A few months later he called me again, this time to tell me I would be playing the lead in A Room with a View, a film, he said, that they were making especially for me. I marvelled at their i
magination and generosity in casting me as the romantic lead, George, and immediately planned to lose weight, visit the gymnasium, start a running regime (in the novel there was, after all, a rather famous nude scene in a pond). Only when my agent told me that the part they had in mind was the role of the portly fifty-year-old vicar, the Reverend Arthur Beebe, did I wake from my dream, and, feeling very foolish at my self-delusion, immediately told my agent to say no. But ‘no’ was to Ismail only the opening gambit in a long game, and blandishments followed on a daily basis, with Ismail always calmly ending the conversation by saying that they wouldn’t make the film unless I played the Rev in it. Finally, he threw a large party with many distinguished guests, at the climax of which he introduced me as ‘Simon Callow, who is playing the Reverend Beebe for us’. I said, ‘Oh no he isn’t,’ but I knew the game was up, and settled down, to general congratulations from the other guests, to one of those sumptuous banquets of Indian food that Ismail used to rustle up apparently out of nowhere and in minutes. And of course, it was one of the most enjoyable parts I have ever played. The day before I left for the airport to go to Florence, there was another, slightly more sheepish, call asking if I wouldn’t mind accepting half the agreed wage: some faint-hearted investor had pulled out. And naturally I, like everyone else on the film, said yes. That was what you did with Ismail.

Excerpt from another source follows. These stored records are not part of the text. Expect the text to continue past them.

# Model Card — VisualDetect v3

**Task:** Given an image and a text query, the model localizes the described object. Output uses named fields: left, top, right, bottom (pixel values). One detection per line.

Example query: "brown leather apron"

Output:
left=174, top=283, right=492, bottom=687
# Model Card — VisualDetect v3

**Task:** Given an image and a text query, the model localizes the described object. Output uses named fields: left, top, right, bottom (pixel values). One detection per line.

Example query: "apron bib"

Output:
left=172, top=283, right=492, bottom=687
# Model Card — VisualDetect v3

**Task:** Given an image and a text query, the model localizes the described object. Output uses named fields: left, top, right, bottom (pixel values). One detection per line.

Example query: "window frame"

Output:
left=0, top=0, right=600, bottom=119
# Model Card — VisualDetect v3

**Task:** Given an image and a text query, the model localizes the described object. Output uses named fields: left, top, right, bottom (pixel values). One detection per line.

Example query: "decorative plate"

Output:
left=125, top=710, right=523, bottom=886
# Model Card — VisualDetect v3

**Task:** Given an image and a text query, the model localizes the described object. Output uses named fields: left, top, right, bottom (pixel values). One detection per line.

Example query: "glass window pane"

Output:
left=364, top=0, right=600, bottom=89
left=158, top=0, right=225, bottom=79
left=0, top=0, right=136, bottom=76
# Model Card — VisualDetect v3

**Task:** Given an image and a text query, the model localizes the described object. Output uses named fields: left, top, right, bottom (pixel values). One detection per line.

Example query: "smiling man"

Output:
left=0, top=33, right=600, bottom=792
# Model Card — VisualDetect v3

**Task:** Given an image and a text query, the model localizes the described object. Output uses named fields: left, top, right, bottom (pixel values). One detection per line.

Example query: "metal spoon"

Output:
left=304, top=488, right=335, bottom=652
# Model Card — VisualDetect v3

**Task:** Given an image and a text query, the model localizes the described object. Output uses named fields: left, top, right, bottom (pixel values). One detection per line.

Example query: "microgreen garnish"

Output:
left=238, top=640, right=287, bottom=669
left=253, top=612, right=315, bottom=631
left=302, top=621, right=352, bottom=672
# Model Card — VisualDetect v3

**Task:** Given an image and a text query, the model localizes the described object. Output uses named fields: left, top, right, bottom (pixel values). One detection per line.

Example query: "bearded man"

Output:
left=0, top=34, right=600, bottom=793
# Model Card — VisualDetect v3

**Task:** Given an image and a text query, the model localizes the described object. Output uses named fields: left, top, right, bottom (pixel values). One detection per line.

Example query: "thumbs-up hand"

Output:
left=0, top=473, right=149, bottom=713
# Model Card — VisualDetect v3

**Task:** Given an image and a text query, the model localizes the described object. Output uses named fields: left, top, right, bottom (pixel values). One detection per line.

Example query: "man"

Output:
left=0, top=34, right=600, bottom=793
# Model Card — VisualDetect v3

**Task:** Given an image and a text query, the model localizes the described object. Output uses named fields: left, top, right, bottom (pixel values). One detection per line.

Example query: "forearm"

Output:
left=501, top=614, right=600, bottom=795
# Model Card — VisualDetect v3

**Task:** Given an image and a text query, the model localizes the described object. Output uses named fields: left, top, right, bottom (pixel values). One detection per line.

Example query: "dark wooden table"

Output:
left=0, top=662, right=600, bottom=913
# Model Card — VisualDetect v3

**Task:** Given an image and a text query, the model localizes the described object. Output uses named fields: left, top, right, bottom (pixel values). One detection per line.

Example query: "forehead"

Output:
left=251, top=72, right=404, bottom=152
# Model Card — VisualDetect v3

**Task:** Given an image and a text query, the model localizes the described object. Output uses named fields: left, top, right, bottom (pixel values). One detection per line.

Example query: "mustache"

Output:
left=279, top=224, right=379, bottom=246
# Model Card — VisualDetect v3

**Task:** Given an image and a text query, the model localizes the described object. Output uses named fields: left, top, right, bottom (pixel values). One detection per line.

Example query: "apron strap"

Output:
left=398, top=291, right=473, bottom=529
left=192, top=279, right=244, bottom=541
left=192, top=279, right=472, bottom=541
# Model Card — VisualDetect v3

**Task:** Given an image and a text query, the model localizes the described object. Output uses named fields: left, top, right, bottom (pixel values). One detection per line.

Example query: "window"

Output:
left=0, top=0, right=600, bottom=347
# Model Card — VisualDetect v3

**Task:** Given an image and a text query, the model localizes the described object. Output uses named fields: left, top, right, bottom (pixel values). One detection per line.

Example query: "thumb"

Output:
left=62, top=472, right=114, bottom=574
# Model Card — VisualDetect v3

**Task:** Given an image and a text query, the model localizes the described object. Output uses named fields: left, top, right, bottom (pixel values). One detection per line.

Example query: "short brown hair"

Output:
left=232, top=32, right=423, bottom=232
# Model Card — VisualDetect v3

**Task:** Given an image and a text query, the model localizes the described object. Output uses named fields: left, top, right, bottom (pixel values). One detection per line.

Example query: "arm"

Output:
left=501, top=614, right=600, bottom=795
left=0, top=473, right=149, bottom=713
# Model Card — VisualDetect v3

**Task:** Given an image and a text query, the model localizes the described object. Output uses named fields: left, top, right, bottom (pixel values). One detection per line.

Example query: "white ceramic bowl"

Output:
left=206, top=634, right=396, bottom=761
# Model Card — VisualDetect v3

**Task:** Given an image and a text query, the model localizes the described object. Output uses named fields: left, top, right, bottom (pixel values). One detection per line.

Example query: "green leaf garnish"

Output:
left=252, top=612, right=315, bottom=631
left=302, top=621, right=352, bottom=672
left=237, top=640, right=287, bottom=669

He was the most generous of men in every way, a wonderful host and an utterly supportive friend, but when he had his producer’s turban on, it was a different matter. Then the negotiations were horrible, nightmarish, and it was touch and go whether you would ever get what was finally agreed on. He would do anything for the film, to realise it exactly as they had envisaged, and that generally meant getting everybody to work for as close to nothing as possible. His and Jim’s tempestuous relationship was predicated on an absolute loyalty to the film, which must be realised to perfection in every detail exactly as they had conceived it. In the end, they didn’t really care whether anyone else liked it, as long as they did. What they offered those of us who worked for them was a chance to participate in an undiluted vision.